I also created the easiest healthy granola to top on your smoothie. This granola takes just 5 minutes and it is filled with so much goodness.
Oats– FIBER!! These small grains will help keep you full and satiated after eating.
Pecans– this fall nut is filled with flavonoids, helping your body remove everyday toxins!
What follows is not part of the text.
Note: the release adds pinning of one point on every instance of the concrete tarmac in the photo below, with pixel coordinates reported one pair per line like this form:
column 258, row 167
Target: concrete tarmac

Pumpkin seeds– MAGNESIUM! Not a lot of foods have significant amounts of magnesium (important for regulating blood sugar levels), but pumpkin seeds are packed full of it.
Yields 1 smoothie
8 oz. coconut milk (sub any plant based milk of choice)
1 tsp chia seeds
1/4 cup frozen cherries
1/4 cup frozen blueberries
1/4 cup frozen blackberries
1 scoop vanilla protein powder
1/4 cup spinach (optional)
Blend all ingredients until smooth.
1/4 cup oats
2 tbsp pumpkin seeds
2 tbsp chopped pecans
1 1/2 tsp maple syrup (you can sub honey or coconut sugar)
pinch of salt
spices of your choice (I love 1/2 tsp of cinnamon)
Heat a pan with oil over medium heat. Add in the oats, pumpkin seeds and pecans and toast for 2-3 minutes. Remove from heat and add maple syrup, salt, and spices. mix well then let cool completely. Once cooled, top the granola on your smoothie and enjoy!